Near & Polygon|Enabling AI Functions in the Last Generation Blockchain

IOSG
13 min readApr 24, 2024

On April 17th, we hosted 12th Old Friends Reunion “Singularity: AI x Crypto Convergence.” The event brought together leading figures from the AI and crypto industries to discuss the convergence of these two transformative technologies.

For this firechat we have:
NEAR Protocol Co-founder, Illia Polosukhin;

Polygon Co-founder, Sandeep Nailwal;

IOSG Ventures Senior Director, Momir Amidzic

Momir: Hello, everyone. So first I want to thank you. Thanks for coming here and we will appreciate it. My name is Momir. I have been IOSG since 2020. I was focused on DeFi research and investment, but over the years became of a generalist. So very happy to host this panel. Today we have illia, co-founder of NEAR protocol, and co-founder of Polygon. So maybe Sandeep could begin to say quick hello to the audience and let you share a bit more about your focus recently.
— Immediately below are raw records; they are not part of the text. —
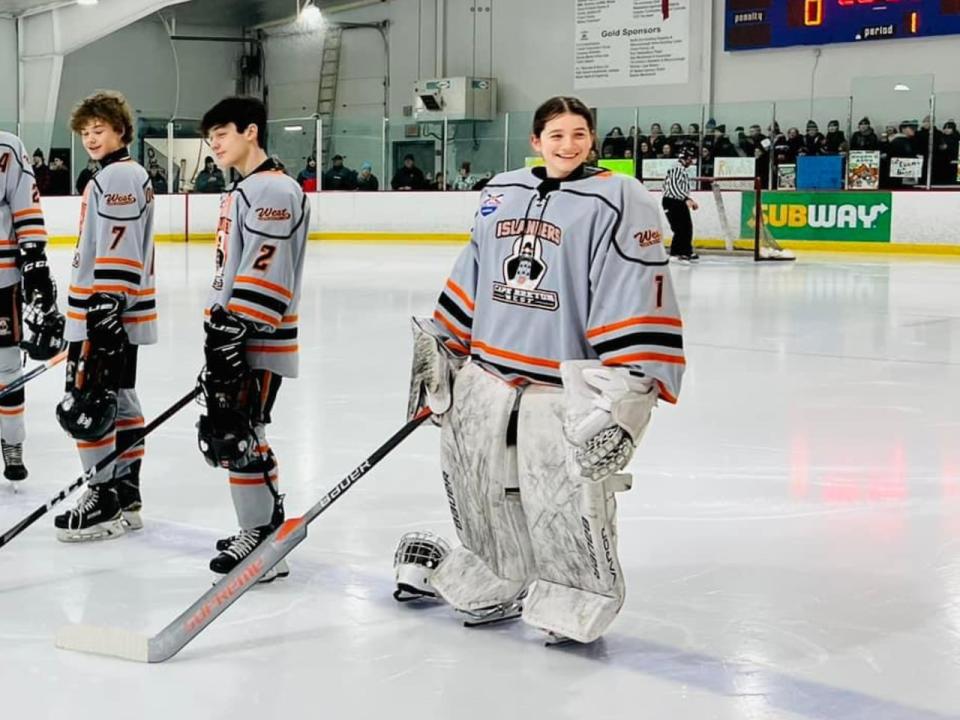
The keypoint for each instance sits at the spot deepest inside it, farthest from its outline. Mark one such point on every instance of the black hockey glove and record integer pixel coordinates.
(223, 349)
(38, 287)
(104, 324)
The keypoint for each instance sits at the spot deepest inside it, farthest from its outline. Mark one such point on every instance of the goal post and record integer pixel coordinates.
(724, 213)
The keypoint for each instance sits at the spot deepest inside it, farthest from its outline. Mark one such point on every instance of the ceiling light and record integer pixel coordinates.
(310, 14)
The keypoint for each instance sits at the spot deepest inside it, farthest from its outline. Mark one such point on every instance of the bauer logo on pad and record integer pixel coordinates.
(120, 199)
(273, 214)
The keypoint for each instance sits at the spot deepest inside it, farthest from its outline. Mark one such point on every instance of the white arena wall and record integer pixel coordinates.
(921, 222)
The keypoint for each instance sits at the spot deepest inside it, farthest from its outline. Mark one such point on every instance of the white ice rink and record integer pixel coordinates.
(791, 544)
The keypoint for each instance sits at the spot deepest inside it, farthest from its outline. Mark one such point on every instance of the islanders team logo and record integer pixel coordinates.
(523, 271)
(491, 203)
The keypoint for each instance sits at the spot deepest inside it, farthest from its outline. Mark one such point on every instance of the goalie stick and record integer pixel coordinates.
(190, 623)
(90, 473)
(32, 373)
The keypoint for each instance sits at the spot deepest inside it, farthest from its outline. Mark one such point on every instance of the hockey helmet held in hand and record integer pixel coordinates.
(418, 555)
(87, 415)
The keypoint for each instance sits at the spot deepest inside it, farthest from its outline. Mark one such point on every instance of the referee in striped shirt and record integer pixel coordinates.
(677, 204)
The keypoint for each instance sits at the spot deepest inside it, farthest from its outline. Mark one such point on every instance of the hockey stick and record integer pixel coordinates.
(175, 636)
(32, 373)
(91, 473)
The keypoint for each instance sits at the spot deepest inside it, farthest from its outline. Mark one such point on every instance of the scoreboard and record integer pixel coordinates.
(755, 24)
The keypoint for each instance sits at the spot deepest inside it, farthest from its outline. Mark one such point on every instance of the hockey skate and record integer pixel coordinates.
(96, 516)
(13, 468)
(237, 548)
(502, 612)
(128, 494)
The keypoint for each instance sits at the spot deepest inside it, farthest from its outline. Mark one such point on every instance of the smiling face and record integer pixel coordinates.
(100, 138)
(564, 144)
(231, 147)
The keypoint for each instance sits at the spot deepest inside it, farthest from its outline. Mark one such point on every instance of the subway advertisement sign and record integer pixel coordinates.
(820, 216)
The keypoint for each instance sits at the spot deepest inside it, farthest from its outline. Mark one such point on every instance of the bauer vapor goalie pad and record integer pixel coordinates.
(571, 514)
(434, 366)
(494, 564)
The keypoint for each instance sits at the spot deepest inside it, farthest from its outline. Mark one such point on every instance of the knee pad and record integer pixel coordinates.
(10, 360)
(495, 563)
(572, 524)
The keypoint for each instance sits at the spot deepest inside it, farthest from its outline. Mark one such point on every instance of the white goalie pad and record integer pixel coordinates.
(495, 563)
(606, 412)
(572, 523)
(434, 366)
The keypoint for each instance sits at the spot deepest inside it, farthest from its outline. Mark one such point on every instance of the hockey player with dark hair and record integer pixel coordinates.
(550, 344)
(677, 205)
(26, 290)
(251, 321)
(112, 312)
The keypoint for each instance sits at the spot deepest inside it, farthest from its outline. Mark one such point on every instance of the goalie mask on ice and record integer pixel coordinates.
(418, 556)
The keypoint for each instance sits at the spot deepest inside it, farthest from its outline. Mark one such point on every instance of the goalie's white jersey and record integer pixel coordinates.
(567, 270)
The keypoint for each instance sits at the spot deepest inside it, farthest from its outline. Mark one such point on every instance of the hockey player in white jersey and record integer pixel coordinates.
(251, 321)
(26, 291)
(111, 312)
(553, 339)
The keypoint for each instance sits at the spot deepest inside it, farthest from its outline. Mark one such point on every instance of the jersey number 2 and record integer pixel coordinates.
(264, 259)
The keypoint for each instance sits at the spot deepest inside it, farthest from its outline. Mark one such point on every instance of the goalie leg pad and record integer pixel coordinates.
(495, 563)
(12, 427)
(433, 371)
(580, 587)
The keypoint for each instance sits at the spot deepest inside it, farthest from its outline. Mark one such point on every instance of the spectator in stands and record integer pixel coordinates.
(41, 172)
(84, 177)
(210, 179)
(813, 141)
(465, 180)
(722, 147)
(676, 138)
(366, 180)
(408, 176)
(614, 142)
(158, 178)
(307, 178)
(834, 142)
(864, 138)
(794, 144)
(59, 177)
(945, 155)
(923, 141)
(656, 138)
(338, 176)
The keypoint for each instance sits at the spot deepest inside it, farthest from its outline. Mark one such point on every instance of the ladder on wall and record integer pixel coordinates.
(327, 95)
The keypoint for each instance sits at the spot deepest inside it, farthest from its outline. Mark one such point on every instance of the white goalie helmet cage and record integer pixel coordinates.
(418, 555)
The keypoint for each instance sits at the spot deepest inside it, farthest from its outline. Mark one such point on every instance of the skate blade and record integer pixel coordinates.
(278, 572)
(132, 520)
(103, 531)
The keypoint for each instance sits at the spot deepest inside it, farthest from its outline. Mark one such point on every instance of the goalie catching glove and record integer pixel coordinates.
(607, 412)
(43, 322)
(434, 367)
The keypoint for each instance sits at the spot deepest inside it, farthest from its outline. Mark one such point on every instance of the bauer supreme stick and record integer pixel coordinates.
(175, 636)
(32, 373)
(91, 473)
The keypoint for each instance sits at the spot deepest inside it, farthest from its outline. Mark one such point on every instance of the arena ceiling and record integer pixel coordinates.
(238, 13)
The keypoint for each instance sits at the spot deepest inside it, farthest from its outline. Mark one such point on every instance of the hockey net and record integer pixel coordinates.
(730, 219)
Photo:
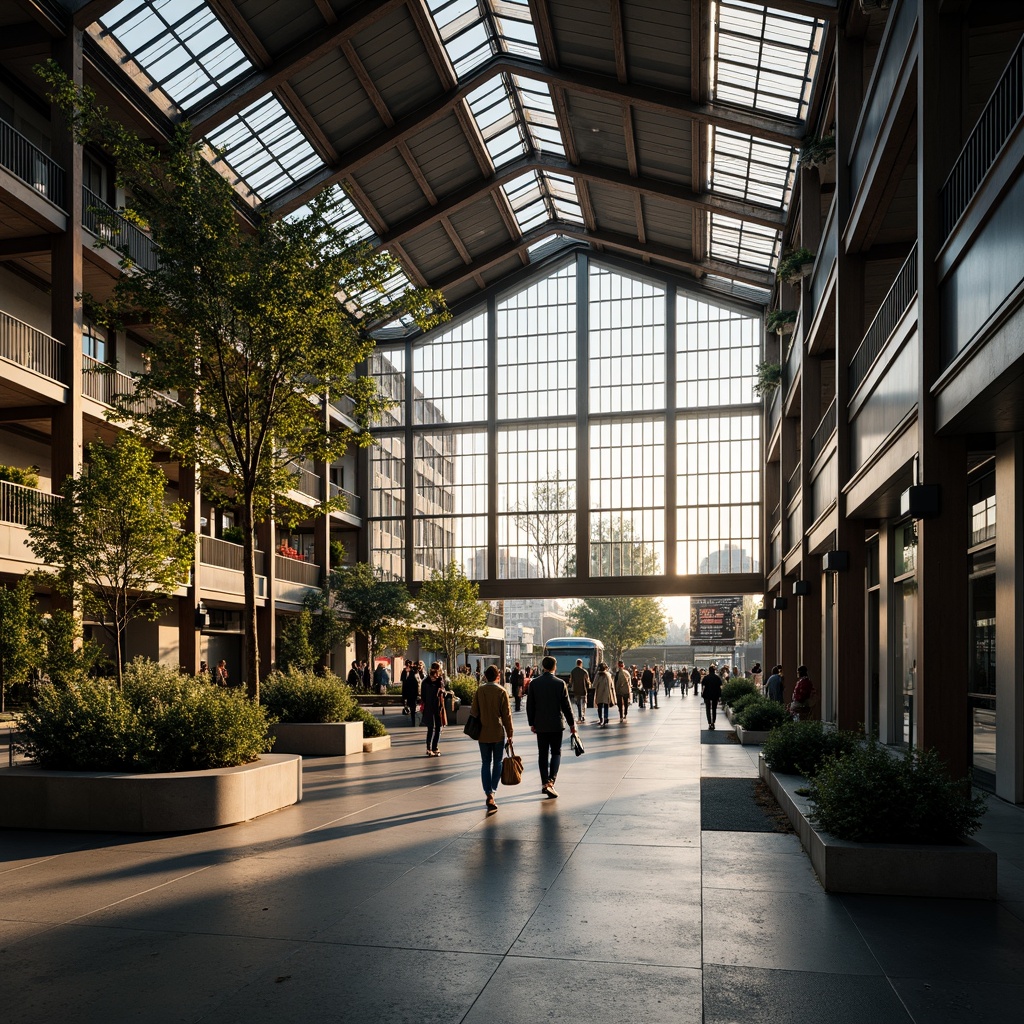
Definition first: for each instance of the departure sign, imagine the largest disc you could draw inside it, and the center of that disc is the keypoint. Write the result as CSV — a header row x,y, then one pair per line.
x,y
714,619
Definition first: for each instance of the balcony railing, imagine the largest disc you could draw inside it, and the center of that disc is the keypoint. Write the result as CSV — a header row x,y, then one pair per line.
x,y
296,570
824,430
893,306
101,383
29,163
1000,116
103,221
24,506
354,506
23,344
225,554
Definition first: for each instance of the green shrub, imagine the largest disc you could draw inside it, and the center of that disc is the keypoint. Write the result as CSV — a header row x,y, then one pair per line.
x,y
761,715
372,725
741,701
303,696
465,688
870,796
160,721
735,688
801,748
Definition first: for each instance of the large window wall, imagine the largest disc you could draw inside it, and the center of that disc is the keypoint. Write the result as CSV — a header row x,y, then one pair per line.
x,y
596,422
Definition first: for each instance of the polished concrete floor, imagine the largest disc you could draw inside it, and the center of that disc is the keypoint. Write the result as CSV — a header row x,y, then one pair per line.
x,y
389,895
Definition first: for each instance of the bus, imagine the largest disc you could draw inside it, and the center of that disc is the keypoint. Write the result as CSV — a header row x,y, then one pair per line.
x,y
565,650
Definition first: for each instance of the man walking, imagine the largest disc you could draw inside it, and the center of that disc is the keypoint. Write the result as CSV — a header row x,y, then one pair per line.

Sandeep: Yeah, hello, I’ve been working for the polygon ecosystem, like primarily growth in the polygon ecosystem for like, you know, five, six years, I think right now. And, you know, the crypto moves extremely fast. Obviously, Crypto and AI, you know, in the last six months at the top of the town, 6~8 months. I’ve been also researching on it for us like I think more than one year. Long term, what are the real crypto use cases into AI? And is there any legit, use of crypto in AI or AI in crypto apart from the fundamentals? So this has been my first question. Yeah, I’ll be speaking more about that around.

Momir: Right. Thank you. So I guess start with the high level question. How do you guys actually see the intersection between few to AI? Is it mostly ideological, like presenting the counterbalance to AI controlled by big tech? Or is there something beyond ideological reasons.

Illia: While ideological motivations exist for combining blockchain and AI, the true value lies in creating superior products compared to centralized systems. Blockchain’s unique strengths, namely its permissionless nature and microtransaction capabilities, unlock innovative use cases. For instance, NEAR’s processing platform operates at a significantly lower cost than centralized alternatives due to these features, attracting a larger contributor base for training data. In essence, blockchain’s decentralized structure holds the potential to create better AI products through efficient data marketplaces and novel applications.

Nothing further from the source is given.